Even so, **backtracking remains the best solution for certain search problems and constraint satisfaction problems**. For these problems, since it is unpredictable which choices can generate valid solutions, we must traverse all possible choices. In this case, **the key is how to optimize efficiency**, with common efficiency optimization methods being two types.
- **Pruning**: Avoid searching paths that definitely will not produce a solution, thus saving time and space.
- **Heuristic search**: Introduce some strategies or estimates during the search process to prioritize the paths that are most likely to produce valid solutions.
## Typical backtracking problems
Backtracking algorithms can be used to solve many search problems, constraint satisfaction problems, and combinatorial optimization problems.
**Search problems**: The goal of these problems is to find solutions that meet specific conditions.
- Full permutation problem: Given a set, find all possible permutations and combinations of it.
- Subset sum problem: Given a set and a target sum, find all subsets of the set that sum to the target.
- Tower of Hanoi problem: Given three rods and a series of different-sized discs, the goal is to move all the discs from one rod to another, moving only one disc at a time, and never placing a larger disc on a smaller one.
**Constraint satisfaction problems**: The goal of these problems is to find solutions that satisfy all the constraints.
- $n$ queens: Place $n$ queens on an $n \times n$ chessboard so that they do not attack each other.
- Sudoku: Fill a $9 \times 9$ grid with the numbers $1$ to $9$, ensuring that the numbers do not repeat in each row, each column, and each $3 \times 3$ subgrid.
- Graph coloring problem: Given an undirected graph, color each vertex with the fewest possible colors so that adjacent vertices have different colors.

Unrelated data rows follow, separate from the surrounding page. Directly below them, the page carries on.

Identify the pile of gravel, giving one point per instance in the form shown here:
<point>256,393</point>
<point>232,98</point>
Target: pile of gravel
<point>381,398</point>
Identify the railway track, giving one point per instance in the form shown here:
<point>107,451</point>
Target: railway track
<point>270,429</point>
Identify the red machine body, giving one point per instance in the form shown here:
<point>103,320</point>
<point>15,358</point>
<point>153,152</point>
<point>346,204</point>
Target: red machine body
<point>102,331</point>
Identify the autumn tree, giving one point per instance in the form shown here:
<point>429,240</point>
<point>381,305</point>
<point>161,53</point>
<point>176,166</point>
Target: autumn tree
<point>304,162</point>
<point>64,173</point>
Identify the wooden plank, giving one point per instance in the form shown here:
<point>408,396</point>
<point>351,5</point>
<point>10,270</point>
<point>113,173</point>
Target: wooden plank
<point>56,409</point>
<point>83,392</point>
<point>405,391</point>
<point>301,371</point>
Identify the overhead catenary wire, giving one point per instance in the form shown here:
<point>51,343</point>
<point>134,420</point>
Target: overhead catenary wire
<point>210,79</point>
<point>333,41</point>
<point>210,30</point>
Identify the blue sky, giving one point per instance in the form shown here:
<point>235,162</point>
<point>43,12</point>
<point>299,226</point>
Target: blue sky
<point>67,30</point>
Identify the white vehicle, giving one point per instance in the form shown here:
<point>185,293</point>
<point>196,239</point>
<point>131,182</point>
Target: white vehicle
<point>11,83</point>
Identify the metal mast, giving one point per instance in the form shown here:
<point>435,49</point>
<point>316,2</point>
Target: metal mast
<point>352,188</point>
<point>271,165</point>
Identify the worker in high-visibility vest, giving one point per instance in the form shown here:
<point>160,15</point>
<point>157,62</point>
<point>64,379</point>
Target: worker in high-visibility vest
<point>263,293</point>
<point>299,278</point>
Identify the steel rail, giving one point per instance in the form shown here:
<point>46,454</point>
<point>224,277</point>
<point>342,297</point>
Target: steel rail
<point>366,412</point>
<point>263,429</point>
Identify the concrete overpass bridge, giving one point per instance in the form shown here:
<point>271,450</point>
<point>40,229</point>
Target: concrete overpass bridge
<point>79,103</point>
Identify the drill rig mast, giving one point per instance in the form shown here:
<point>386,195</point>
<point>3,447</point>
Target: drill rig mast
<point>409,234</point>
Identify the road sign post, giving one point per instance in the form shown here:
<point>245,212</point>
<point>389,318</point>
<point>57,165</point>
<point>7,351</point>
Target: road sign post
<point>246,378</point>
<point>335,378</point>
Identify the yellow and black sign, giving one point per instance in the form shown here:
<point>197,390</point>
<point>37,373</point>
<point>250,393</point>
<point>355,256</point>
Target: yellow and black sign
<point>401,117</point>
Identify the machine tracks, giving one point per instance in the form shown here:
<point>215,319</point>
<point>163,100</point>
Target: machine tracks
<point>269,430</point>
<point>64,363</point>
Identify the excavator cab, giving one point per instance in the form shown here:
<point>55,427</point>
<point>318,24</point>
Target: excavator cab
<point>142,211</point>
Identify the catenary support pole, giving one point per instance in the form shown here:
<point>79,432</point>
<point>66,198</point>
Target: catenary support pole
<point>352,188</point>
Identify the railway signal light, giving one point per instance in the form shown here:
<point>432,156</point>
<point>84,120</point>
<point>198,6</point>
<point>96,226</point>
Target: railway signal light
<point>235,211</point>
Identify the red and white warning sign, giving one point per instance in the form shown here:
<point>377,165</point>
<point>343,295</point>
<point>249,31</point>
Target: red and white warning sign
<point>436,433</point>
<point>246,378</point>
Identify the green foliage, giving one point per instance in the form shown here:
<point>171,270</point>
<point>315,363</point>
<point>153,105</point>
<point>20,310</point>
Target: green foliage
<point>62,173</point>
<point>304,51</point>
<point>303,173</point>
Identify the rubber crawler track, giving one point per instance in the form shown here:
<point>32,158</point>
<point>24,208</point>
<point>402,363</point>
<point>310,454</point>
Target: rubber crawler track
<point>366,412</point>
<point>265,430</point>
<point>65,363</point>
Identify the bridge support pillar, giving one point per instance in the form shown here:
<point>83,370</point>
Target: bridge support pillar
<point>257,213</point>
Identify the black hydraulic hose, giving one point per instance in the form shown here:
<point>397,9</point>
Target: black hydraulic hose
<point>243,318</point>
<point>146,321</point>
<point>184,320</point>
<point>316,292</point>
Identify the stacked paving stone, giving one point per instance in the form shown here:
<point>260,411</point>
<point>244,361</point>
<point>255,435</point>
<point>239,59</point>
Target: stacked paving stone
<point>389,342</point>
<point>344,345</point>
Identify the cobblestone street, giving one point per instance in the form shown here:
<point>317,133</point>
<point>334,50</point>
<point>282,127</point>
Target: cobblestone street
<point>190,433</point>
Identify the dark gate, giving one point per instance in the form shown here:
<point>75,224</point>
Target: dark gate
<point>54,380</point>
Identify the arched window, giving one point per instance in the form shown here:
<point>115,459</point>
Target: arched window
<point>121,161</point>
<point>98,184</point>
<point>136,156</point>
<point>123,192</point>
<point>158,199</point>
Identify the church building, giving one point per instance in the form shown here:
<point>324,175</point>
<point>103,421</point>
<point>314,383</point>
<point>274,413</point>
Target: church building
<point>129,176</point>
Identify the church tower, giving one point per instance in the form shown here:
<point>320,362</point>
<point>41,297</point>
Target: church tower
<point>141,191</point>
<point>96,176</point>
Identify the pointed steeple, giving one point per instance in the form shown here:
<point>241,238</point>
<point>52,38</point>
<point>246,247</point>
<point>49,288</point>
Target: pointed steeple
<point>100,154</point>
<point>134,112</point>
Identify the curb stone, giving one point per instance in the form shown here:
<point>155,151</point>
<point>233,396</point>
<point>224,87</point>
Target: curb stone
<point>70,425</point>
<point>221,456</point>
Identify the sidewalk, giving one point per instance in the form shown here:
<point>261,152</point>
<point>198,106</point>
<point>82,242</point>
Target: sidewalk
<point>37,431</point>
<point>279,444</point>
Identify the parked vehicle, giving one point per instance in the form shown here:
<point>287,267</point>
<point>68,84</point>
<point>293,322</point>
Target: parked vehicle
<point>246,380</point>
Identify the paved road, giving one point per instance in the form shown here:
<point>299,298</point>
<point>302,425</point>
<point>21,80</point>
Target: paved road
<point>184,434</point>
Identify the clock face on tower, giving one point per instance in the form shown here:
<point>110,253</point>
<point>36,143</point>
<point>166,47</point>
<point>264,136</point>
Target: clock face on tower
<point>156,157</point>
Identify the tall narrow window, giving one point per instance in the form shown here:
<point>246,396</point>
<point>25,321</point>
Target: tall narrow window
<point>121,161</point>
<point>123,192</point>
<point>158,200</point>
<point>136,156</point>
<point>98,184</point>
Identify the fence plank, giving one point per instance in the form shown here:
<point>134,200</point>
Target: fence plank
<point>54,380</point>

**Combinatorial optimization problems**: The goal of these problems is to find the optimal solution within a combination space that meets certain conditions.
- 0-1 knapsack problem: Given a set of items and a backpack, each item has a certain value and weight. The goal is to choose items to maximize the total value within the backpack's capacity limit.
- Traveling salesman problem: In a graph, starting from one point, visit all other points exactly once and then return to the starting point, seeking the shortest path.
- Maximum clique problem: Given an undirected graph, find the largest complete subgraph, i.e., a subgraph where any two vertices are connected by an edge.
Please note that for many combinatorial optimization problems, backtracking is not the optimal solution.
- The 0-1 knapsack problem is usually solved using dynamic programming to achieve higher time efficiency.
- The traveling salesman is a well-known NP-Hard problem, commonly solved using genetic algorithms and ant colony algorithms, among others.
- The maximum clique problem is a classic problem in graph theory, which can be solved using greedy algorithms and other heuristic methods.